Sous l’égide de l’Association des Amis de La Seyne Ancienne et Moderne, Jean-Claude Autran et Marc Quiviger ont guidé une visite du cimetière central. Les participants ont arpenté les allées de ce lieu de recueillement, découvrant à quel point ces pierres muettes reflètent l’histoire et le quotidien des Seynois à travers les siècles.
Des églises aux cimetières publics
Jusqu’au XVIIIᵉ siècle, les sépultures se faisaient dans ou autour des églises. Mais en 1776, Louis XVI interdit cette pratique jugée nocive pour la santé publique. Quelques décennies plus tard, Napoléon Ier imposa par décret la création de cimetières hors des villes pour prévenir les épidémies. C’est ainsi qu’est né le cimetière central de La Seyne. Initialement limité à 4 000 m², il a connu cinq agrandissements successifs pour atteindre aujourd’hui près de sept hectares.
« Les cimetières constituent de véritables archives pour les historiens et archéologues. Ils révèlent l’organisation sociale, les épidémies, les grands événements », a souligné Jean-Claude Autran.
Quand être maire de la Seyne use le cœur
La visite s’est d’abord arrêtée devant les sépultures des anciens maires. Un constat frappant : plusieurs d’entre eux ont été victimes de maladies cardiaques.
Baptistin Paul, maire durant la Première Guerre mondiale, eut la lourde mission d’annoncer chaque décès de soldat aux familles. Défenseur des ouvriers des chantiers navals, il monta à Paris en 1919 pour plaider leur cause auprès de Clemenceau. Les débats houleux lui coûtèrent la vie : il succomba à une crise cardiaque.
Quelques décennies plus tard, Toussaint Merle, premier magistrat de 1947 à 1969, connu pour son tempérament anxieux et colérique, fut lui aussi emporté par un malaise cardiaque alors qu’il se rendait à son bureau.
Des monuments qui racontent l’histoire
Les allées du cimetière recèlent de nombreux témoignages de la mémoire collective.
Un obélisque rappelle le passage du président Sadi Carnot, assassiné peu après sa visite. Touchés par sa venue, les Seynois élevèrent ce monument en souvenir.
Une autre stèle rend hommage aux victimes des cinq bombardements qui ont frappé la ville, faisant environ 250 morts. Parmi les noms figure celui de Paul Henri, un nourrisson de quatorze mois tué lors de l’attaque du 29 avril 1944.
Le choléra de 1865 a lui aussi laissé une trace : un obélisque initialement dressé place Martel-Esprit fut déplacé trente ans plus tard dans le cimetière, afin que les fêtes de quartier n’aient pas lieu autour d’un monument funéraire.
Le carré russe, mémoire de la Grande Guerre :
Dans un espace particulier, 72 croix blanches rappellent le destin de soldats russes morts à La Seyne pendant la Première Guerre mondiale. Blessés ou malades, ils furent soignés dans un hôpital provisoire installé chez les Maristes. Mais en 1917, la Révolution divisa même ce lieu, entre fidèles du tsar et partisans des idées nouvelles. Leurs sépultures continuent d’être entretenues par l’État français.
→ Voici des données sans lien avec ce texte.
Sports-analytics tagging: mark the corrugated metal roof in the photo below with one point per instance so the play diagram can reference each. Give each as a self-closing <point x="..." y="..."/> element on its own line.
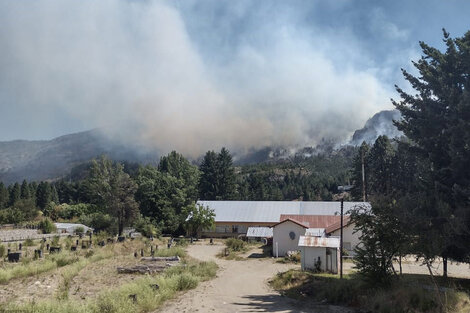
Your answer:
<point x="313" y="221"/>
<point x="265" y="232"/>
<point x="270" y="211"/>
<point x="315" y="232"/>
<point x="337" y="225"/>
<point x="327" y="242"/>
La légende de Rose Marguerite
Parfois, l’histoire locale flirte avec la légende. C’est le cas de Rose Marguerite de Vallavieille.
En 1774, elle s’étouffa avec un noyau d’abricot et fut déclarée morte. Enterrée avec ses bijoux, elle revint pourtant à la vie quand un fossoyeur tenta de lui ôter son collier : le noyau jaillit et elle reprit souffle. Enceinte, elle mit au monde un enfant sept mois plus tard, que l’on disait « mort avant de naître » tant son histoire fascinait les Seynois.
À sa véritable mort, Rose Marguerite fut inhumée une nouvelle fois, puis transférée. On raconta alors qu’elle avait été enterrée trois fois. Une histoire singulière qui, de génération en génération, a nourri l’imaginaire collectif de la ville.